Many books have been written on how to save money and how to get rich quick, yet there are relatively few millionaires running around in attestation to the efficacy of these schemes. Generally, the notion is always the same, “pay yourself first” they say. Some authors prescribe a savings value based on percentages of income, for instance 10% or 20% should be set aside each pay.
It sounds so easy, yet saving money is a very real challenge for most Canadians. The government has made it even more challenging to save money by making it easier for Canadians to liquidate savings.
Canadians are encouraged to use RSP or TFSA investments for down payments as first-time home buyers and to repay debts. The money taken from such plans theoretically remain in the plans, at least for tax purposes. A small percentage must be repaid to the plan each year to avoid the tax consequences of withdrawal. From a statistical point of view, the money is still saved although that is clearly not the case.

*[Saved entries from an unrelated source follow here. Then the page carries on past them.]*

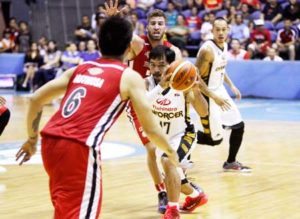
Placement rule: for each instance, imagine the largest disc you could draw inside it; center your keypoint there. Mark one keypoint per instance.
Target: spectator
(43, 45)
(194, 21)
(84, 32)
(236, 52)
(70, 57)
(239, 30)
(272, 56)
(101, 17)
(212, 5)
(33, 61)
(286, 39)
(138, 26)
(206, 27)
(292, 11)
(91, 54)
(6, 43)
(142, 7)
(260, 39)
(48, 71)
(253, 5)
(178, 34)
(272, 11)
(99, 10)
(171, 15)
(23, 40)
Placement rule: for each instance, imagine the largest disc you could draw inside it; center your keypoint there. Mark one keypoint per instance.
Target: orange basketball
(184, 75)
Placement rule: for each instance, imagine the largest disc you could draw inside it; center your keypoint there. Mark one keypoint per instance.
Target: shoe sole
(203, 201)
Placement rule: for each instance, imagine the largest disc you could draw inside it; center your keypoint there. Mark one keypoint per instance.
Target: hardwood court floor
(272, 149)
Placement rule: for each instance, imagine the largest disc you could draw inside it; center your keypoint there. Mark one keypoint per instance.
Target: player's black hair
(115, 36)
(220, 19)
(161, 51)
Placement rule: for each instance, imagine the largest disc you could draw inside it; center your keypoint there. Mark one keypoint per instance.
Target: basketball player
(211, 62)
(138, 57)
(171, 107)
(96, 93)
(4, 115)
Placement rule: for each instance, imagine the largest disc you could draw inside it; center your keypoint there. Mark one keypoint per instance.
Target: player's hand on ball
(236, 92)
(27, 150)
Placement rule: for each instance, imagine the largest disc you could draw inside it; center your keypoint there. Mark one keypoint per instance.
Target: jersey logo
(95, 71)
(163, 101)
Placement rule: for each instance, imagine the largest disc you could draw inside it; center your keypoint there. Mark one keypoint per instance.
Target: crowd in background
(259, 29)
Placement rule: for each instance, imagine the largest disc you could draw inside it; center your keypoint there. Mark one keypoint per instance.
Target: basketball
(184, 75)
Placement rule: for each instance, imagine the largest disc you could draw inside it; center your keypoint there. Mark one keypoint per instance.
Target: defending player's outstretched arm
(41, 97)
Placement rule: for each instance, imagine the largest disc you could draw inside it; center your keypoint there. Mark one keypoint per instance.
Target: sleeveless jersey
(172, 110)
(140, 63)
(215, 78)
(91, 105)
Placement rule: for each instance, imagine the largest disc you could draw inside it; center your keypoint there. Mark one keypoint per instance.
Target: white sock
(171, 204)
(194, 194)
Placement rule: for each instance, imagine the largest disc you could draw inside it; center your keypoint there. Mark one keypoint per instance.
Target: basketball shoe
(236, 167)
(171, 213)
(162, 202)
(191, 204)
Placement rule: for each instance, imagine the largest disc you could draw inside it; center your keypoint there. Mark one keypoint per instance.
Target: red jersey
(140, 63)
(91, 105)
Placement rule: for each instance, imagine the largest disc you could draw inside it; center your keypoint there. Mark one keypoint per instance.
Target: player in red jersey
(4, 114)
(95, 95)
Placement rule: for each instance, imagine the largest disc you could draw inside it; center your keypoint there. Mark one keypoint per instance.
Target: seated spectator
(212, 5)
(6, 43)
(70, 57)
(286, 39)
(239, 30)
(84, 32)
(254, 5)
(33, 61)
(99, 10)
(178, 34)
(236, 52)
(171, 15)
(138, 27)
(260, 39)
(91, 54)
(81, 47)
(43, 45)
(272, 11)
(23, 40)
(142, 7)
(206, 28)
(194, 22)
(161, 4)
(292, 11)
(272, 56)
(48, 71)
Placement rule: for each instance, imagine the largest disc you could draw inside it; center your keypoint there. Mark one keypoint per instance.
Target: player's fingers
(116, 4)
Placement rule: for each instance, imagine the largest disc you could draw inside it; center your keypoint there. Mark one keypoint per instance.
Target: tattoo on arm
(36, 121)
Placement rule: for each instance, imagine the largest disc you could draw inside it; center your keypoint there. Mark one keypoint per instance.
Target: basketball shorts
(4, 118)
(218, 119)
(136, 124)
(74, 178)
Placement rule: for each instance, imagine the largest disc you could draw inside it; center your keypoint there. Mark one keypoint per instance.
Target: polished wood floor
(272, 149)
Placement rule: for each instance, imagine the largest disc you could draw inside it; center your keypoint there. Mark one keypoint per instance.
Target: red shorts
(74, 178)
(136, 124)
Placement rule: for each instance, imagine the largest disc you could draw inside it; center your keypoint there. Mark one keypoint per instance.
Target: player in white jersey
(211, 62)
(171, 107)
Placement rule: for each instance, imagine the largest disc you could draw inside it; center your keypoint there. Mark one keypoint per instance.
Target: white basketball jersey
(215, 77)
(171, 109)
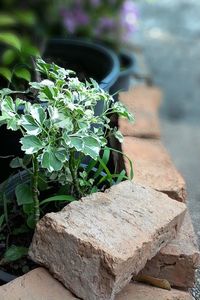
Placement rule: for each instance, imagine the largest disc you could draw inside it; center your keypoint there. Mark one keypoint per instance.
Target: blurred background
(166, 31)
(169, 34)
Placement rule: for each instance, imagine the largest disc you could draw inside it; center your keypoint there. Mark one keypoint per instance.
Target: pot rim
(131, 59)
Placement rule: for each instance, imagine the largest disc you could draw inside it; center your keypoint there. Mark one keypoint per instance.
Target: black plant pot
(127, 66)
(89, 61)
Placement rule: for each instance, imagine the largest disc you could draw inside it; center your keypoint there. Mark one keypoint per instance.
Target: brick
(143, 102)
(137, 291)
(93, 246)
(35, 285)
(177, 261)
(153, 167)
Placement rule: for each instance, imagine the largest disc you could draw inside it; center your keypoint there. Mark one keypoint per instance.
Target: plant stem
(74, 174)
(35, 189)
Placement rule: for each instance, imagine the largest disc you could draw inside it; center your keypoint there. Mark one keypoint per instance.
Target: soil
(81, 72)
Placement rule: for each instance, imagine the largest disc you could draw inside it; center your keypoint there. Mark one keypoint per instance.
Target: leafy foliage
(17, 49)
(64, 144)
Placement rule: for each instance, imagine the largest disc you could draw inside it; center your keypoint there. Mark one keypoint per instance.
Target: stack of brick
(153, 167)
(134, 230)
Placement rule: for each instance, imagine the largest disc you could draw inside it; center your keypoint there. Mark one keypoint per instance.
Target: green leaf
(28, 209)
(10, 39)
(50, 161)
(38, 114)
(8, 57)
(2, 217)
(31, 126)
(12, 124)
(118, 136)
(14, 253)
(6, 73)
(31, 144)
(6, 20)
(31, 221)
(26, 17)
(20, 230)
(91, 147)
(77, 143)
(23, 194)
(121, 176)
(16, 162)
(64, 198)
(61, 155)
(23, 73)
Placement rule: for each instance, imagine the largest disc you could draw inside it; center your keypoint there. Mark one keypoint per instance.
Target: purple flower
(74, 18)
(104, 24)
(95, 3)
(129, 17)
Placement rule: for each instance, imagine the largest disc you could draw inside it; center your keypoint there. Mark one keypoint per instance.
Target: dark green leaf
(6, 20)
(23, 73)
(23, 194)
(28, 209)
(20, 230)
(77, 143)
(14, 253)
(31, 221)
(50, 161)
(121, 176)
(27, 17)
(6, 73)
(64, 198)
(30, 124)
(38, 114)
(91, 147)
(31, 144)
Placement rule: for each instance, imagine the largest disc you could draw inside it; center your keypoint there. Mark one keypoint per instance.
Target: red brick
(143, 102)
(153, 167)
(35, 285)
(137, 291)
(177, 261)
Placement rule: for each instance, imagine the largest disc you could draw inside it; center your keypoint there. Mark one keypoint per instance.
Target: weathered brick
(35, 285)
(137, 291)
(177, 261)
(143, 102)
(153, 167)
(93, 246)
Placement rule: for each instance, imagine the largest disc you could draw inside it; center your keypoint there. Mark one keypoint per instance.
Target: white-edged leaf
(23, 73)
(23, 194)
(6, 73)
(50, 161)
(14, 253)
(64, 198)
(118, 136)
(10, 39)
(31, 144)
(29, 123)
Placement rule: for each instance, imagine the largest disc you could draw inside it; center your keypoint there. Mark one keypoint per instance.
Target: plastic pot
(93, 60)
(87, 59)
(127, 66)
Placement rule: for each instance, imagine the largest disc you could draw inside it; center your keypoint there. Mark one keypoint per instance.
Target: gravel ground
(170, 37)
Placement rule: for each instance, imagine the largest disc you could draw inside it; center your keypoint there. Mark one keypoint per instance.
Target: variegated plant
(60, 129)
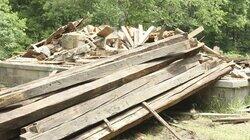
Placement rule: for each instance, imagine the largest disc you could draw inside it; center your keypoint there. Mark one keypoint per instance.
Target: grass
(206, 129)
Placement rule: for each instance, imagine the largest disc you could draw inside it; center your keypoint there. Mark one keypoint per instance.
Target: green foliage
(226, 22)
(12, 31)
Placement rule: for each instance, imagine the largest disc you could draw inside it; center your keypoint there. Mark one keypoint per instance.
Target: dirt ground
(200, 128)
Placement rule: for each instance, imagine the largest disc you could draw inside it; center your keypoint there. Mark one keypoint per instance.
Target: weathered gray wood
(54, 103)
(161, 120)
(119, 105)
(195, 32)
(125, 31)
(109, 125)
(92, 71)
(107, 98)
(167, 41)
(138, 114)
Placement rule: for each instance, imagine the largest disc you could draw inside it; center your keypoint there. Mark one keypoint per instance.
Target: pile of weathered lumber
(103, 98)
(78, 44)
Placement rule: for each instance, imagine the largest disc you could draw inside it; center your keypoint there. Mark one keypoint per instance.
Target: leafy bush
(12, 31)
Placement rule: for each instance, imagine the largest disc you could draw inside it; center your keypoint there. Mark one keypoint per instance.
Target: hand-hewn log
(138, 114)
(107, 98)
(54, 103)
(195, 32)
(119, 105)
(89, 71)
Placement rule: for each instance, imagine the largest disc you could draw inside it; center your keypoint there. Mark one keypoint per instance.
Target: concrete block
(232, 83)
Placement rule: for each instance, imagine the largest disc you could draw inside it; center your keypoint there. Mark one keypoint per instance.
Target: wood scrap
(117, 106)
(40, 88)
(129, 39)
(139, 84)
(56, 102)
(138, 114)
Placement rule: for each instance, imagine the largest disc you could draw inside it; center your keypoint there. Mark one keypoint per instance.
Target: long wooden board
(57, 102)
(138, 114)
(119, 105)
(61, 80)
(139, 84)
(167, 41)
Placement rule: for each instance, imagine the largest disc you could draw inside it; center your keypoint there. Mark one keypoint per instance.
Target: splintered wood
(103, 98)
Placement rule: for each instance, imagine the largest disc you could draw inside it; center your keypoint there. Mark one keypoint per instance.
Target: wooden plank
(161, 120)
(195, 32)
(138, 114)
(136, 37)
(146, 35)
(105, 32)
(119, 105)
(53, 72)
(124, 29)
(54, 103)
(78, 75)
(134, 86)
(167, 41)
(141, 32)
(109, 125)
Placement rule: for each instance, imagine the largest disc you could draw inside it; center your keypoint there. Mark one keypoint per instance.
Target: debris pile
(74, 43)
(103, 98)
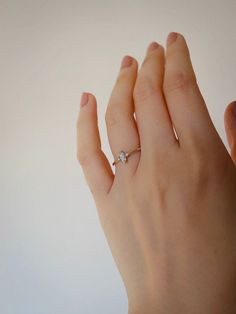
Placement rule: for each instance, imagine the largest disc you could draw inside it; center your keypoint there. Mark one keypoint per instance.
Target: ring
(123, 156)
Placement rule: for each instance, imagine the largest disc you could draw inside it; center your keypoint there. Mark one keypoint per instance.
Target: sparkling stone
(122, 157)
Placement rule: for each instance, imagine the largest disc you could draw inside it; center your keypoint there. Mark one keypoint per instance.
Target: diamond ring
(123, 156)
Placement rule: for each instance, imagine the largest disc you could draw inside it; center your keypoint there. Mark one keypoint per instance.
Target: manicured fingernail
(171, 38)
(126, 62)
(154, 45)
(234, 109)
(84, 99)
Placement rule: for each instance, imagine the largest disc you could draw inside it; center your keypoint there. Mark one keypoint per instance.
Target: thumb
(230, 128)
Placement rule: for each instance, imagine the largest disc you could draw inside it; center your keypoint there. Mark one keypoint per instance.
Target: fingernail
(171, 38)
(84, 99)
(126, 62)
(234, 109)
(154, 45)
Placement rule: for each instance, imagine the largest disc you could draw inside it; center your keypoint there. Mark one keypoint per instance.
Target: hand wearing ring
(169, 213)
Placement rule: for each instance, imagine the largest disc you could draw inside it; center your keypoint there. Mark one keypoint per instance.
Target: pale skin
(169, 213)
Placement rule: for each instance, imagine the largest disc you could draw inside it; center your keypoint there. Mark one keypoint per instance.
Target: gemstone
(122, 156)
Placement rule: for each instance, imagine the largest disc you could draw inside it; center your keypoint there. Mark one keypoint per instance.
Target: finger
(95, 165)
(230, 128)
(186, 105)
(154, 123)
(121, 125)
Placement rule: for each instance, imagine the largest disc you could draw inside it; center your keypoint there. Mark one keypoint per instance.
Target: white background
(54, 257)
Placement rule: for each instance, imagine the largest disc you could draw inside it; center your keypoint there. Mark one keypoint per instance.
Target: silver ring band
(123, 156)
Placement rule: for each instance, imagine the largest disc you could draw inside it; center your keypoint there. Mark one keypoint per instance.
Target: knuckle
(113, 115)
(179, 80)
(144, 88)
(123, 78)
(85, 157)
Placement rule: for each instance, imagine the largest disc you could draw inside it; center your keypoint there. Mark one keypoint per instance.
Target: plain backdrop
(54, 258)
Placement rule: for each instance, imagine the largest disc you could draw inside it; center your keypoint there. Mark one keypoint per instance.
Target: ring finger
(121, 125)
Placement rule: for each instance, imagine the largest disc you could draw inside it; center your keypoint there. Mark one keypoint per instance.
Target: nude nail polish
(234, 109)
(84, 99)
(126, 62)
(171, 39)
(154, 45)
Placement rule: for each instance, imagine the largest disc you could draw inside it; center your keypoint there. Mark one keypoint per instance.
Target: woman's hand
(169, 213)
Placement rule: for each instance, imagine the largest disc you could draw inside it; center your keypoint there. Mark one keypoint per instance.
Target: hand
(169, 214)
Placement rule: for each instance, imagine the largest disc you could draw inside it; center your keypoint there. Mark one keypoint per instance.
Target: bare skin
(169, 214)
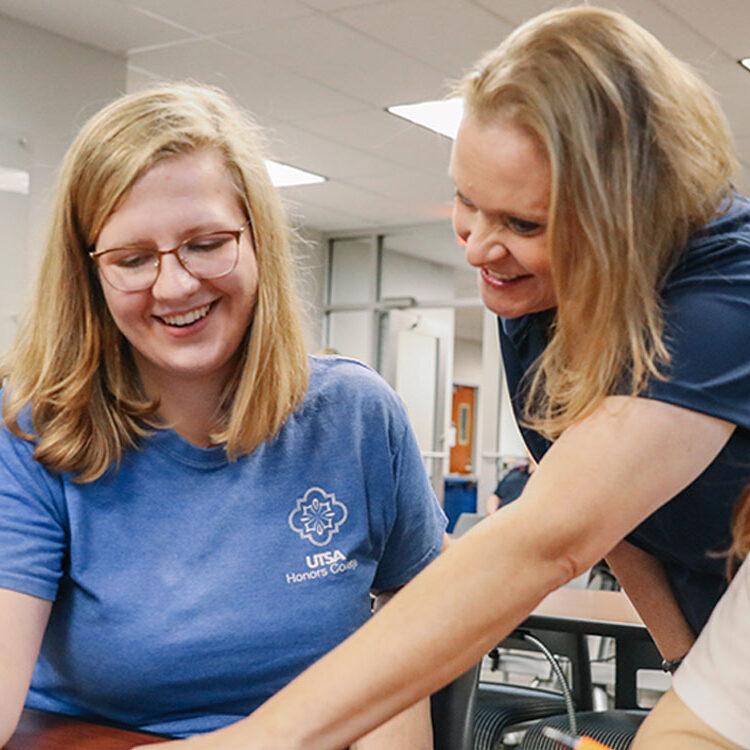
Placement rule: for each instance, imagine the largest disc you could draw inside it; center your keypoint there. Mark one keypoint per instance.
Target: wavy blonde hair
(72, 366)
(641, 157)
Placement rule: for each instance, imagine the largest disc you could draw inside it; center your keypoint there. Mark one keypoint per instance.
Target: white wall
(467, 362)
(48, 87)
(311, 257)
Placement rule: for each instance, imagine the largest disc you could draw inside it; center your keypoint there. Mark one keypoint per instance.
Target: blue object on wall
(460, 497)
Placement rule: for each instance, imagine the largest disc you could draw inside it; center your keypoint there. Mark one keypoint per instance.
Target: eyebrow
(208, 227)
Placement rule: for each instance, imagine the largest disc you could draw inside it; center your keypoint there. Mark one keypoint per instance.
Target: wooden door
(463, 423)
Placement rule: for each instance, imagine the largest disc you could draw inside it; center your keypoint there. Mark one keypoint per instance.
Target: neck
(189, 405)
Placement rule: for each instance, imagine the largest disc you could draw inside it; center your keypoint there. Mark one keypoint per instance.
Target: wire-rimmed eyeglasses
(204, 256)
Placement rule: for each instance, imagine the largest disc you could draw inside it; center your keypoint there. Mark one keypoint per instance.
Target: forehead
(501, 168)
(183, 192)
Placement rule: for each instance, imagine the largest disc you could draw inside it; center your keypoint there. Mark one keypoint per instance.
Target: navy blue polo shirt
(706, 303)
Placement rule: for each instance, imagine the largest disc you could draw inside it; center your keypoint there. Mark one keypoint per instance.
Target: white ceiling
(319, 73)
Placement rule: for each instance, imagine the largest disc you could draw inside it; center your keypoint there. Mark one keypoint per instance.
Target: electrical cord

Some sources report that nearly half of all RSPs in Canada have been raided by savers for the purchase of real property or the repayment of debts.
Saving money ought to be a priority, it ought to be the first not the last item on the budget wish list. While the percentage value suggested by some writers may not be realistic, the idea of prioritizing is. Try putting a very small amount $10 per month and increase it incrementally over a long period of time so that you can adjust your budget to the increases with stressing your ability to pay your bills.
Think about making corresponding reductions in non-necessity spending such as smoking, alcohol, entertainment and eating out. For more than half of Canadians, who live below the poverty line, saving money is not likely to happen, but for those who do earn more than the LICO putting a small amount aside each month may be reasonable.